Dubai: massive projects wind down, immigrants return home
Dubai (AsiaNews/Agencies) - More than 50% of the construction projects in Dubai face delays, or even cancellation. Residential and commercial buildings expected to be completed between last year and 2012 are being hit by the global crisis. The Dubai Economic Council has announced funding of 50 billion dirham (more than 10 billion euros) to inject liquidity into the market, suffering from the flight of foreign capital. Although the country does not foresee a collapse like those being seen in other economies around the world, it is not expecting an easy 2009.

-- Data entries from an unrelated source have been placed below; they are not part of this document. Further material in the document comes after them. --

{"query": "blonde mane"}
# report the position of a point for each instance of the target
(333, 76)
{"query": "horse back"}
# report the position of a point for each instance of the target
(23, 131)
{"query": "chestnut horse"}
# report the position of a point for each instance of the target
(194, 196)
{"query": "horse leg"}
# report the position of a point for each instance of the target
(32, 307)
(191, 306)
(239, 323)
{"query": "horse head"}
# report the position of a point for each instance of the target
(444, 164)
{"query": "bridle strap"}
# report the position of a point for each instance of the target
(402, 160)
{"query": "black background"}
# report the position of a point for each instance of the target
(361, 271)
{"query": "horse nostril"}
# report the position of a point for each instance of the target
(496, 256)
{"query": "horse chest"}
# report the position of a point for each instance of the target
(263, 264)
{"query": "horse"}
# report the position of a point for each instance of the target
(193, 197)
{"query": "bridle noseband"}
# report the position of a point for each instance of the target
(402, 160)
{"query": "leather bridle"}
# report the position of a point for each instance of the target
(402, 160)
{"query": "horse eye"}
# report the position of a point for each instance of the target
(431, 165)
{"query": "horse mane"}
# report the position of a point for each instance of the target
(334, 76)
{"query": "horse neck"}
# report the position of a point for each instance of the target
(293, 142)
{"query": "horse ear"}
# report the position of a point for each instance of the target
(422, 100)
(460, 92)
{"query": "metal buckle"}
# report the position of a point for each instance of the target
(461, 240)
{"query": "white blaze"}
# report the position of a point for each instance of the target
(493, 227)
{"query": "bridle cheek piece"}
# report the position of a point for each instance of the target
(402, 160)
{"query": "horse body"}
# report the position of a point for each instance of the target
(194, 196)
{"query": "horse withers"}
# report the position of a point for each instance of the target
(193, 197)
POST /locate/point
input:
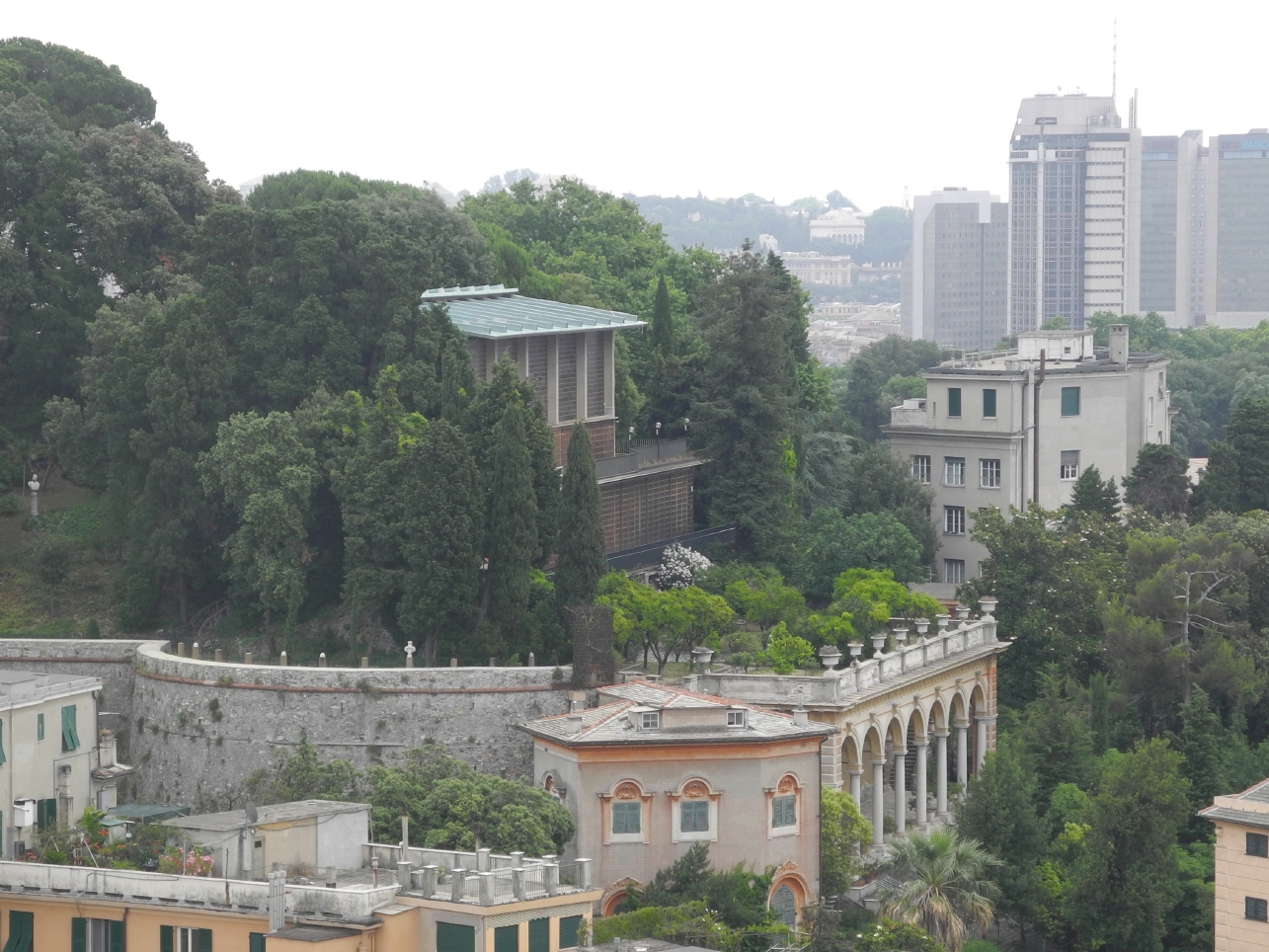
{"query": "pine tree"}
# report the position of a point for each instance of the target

The first to pay the price are foreign workers, at every level. Those who lose their jobs automatically lose their visas as well, and have 30 days to find a new job, or leave the country. Debts and missed payments are punishable with imprisonment, and this is contributing to panic among the immigrant workers.
At the airports, it has become commonplace to see hundreds of cars abandoned in the parking lots, with keys still in the ignition and credit cards scattered on the seats. They are the cars of middle and high-level workers who have lost their jobs, and are fleeing the country to avoid legal problems.
The hundreds of blue-collar workers, especially the construction workers employed in massive construction projects, are in the same situation as the immigrants employed in offices and commercial activities. For them, who earn an average of 900 dirham a month (a little less than 200 euros), it is more difficult to return home, and many of them have nothing but poverty to look forward to there.
Every day, dozens of people leave the camps where the construction workers in Dubai live. It is estimated that in 2009, at least 45% of foreign workers in the industry will lose their jobs. Hayri Taban, assistant camp boss at the Bin Belaila Baytur labor camp, which hosts about 5,300 people, says that between 50 and 70 workers are returning home each day. "Many companies are closing their business, two out five projects have already been cancelled and we have already sent 1,300 laborers home since last month."
The Bin Belaila Baytur labor camp also hosts the personnel employed in the construction of the Burj Dubai and Silver towers, the two tallest skyscrapers in the world, a project valued at 122 million dollars. Many of the workers come from India, the country with the highest number of immigrants in the Emirates, where almost 50% of the population is made up of foreign workers.
With the closing of the construction sites and the persistence of the crisis, there are some who are predicting a bona fide exodus in the next few months. According to the newspaper The Hindu, the Indian embassy in the Emirates has reserved 20,000 seats on flights to India over the next month.